Located in Dauphin County, Pennsylvania, 13 miles east of Harrisburg
Closest airport: Harrisburg International Airport (MDT)

Population: (1990 census) 11,860
Today, closer to 20,500

The town of Hershey was founded by Milton S. Hershey, a chocolate maker from nearby Derry Church, Pennsylvania. After selling his successful Lancaster Caramel Company in 1900, he decided to focus his business on chocolate; specifically, he wanted to open a large milk chocolate factory, as milk chocolate was a Swiss luxury at the time, and not widely available in the United States. The area around Derry Church was perfect, providing ample space for the milk-producing cows that would be vital to this new product. Construction began on the new Hershey factory in 1903, and was completed in 1905; soon, Hershey's milk chocolate was available nationwide.

Hershey needed a great number of employees to keep his factory running, and he believed that it was his responsibility to provide a community for them near the factory. Company towns around large factories were not uncommon at the time, but Hershey wanted a community with a genuine small-town feel, not just the usual row houses. Hershey's town offered brick homes, tree-lined streets, and also a small park with amusement rides. This park eventually grew into Hershey Park.

Hershey also oversaw the construction of The Hotel Hershey, which is now a member of the National Trust. Among his charitable endeavors were the Milton S. Hershey School for underprivileged children, and the M.S. Hershey Foundation (which funds the Hershey Community Archives, the Hershey Theater, and the Hershey Museum and Gardens).

Hershey is undeniably a town centered on chocolate – you can smell chocolate throughout the town, the streets have names like Cocoa Avenue, and the streetlights are in the shape of Hershey Kisses.

What to do, what to do...
For a small town, Hershey offers many attractions.
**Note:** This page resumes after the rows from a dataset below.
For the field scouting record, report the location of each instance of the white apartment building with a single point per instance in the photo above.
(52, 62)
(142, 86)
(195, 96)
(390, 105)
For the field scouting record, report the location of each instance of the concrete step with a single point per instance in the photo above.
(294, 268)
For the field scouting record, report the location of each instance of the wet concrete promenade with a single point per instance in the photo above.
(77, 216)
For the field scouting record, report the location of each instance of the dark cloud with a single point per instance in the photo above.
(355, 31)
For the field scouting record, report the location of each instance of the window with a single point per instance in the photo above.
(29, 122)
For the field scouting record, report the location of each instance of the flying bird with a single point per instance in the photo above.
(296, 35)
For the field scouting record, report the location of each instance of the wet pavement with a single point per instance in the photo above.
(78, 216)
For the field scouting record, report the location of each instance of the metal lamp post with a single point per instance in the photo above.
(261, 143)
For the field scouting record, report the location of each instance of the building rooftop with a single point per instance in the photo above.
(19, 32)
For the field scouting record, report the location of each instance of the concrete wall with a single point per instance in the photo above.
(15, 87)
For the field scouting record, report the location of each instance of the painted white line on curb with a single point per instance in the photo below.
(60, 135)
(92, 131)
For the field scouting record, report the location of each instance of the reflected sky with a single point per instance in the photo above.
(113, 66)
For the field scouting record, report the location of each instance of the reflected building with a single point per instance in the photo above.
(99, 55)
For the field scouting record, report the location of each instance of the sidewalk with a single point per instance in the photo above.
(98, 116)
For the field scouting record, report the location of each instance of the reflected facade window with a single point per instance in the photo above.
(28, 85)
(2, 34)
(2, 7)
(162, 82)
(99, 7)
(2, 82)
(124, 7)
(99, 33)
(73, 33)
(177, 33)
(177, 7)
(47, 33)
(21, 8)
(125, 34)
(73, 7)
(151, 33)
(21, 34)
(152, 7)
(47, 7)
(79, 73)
First and foremost, there's Hershey Park, with 8 roller coasters, 5 water rides, along with calmer rides, entertainment and shows. There's also:

  • ZooAmerica North American Wildlife Park - an 11-acre zoo featuring animals of North America
  • Hershey's Chocolate WorldVisitor center with a "simulated" tour of the chocolate factory; also has a gift shop
  • Hershey Museum – dedicated to the life and work of Milton S. Hershey
  • Hershey Gardens – 23-acre botanical garden
  • Hershey Trolley WorksTrolley tour
  • Thanks to www.hersheypa.com for providing valuable info

    One of your fellow noders is related to the "under-privileged children" which Milton Hersey's school raised, mentioned in chacha's writeup. My family is from east-central Pennsylvania. My mother's parents died when she was very young. While my mother and sister were adopted by an aunt, they could not afford to take in my mother's five brothers. The boys were raised by the Hershey School for Boys (as the orphanage was known in the 1930's).

    My own memory of Hershey comes, however, from school field trips. In the late 1960's the tour of the factory was not "simulated" in theme-park style, as it is today. Until 1973, you could tour the actual factory: behind glass, but right in the heart of the shiny beast. At one point in the process of making chocolate, the chocolate "liquor" (liquified "nibs" of cacao beans after the shells are removed) is heated and rolled with giant granite rollers for up to 72 hours, to remove the gritty texture of the cocoa and mix it with cocoa butter. This process is called conching. The conching machines at Hershey were enormous: the size of swimming pools. Whenever I melt baker's chocolate for brownies I am reminded of those rollers pushing great waves of molten chocolate around, the heat radiating through the glass, and the overwhelming delicious smell.

    We also saw great assembly lines pouring and wrapping and packaging the individual Hershey Kisses and candy bars, and got some free chocolate at the end of the tour, but the conching machines are the part I remember well, 30 years later.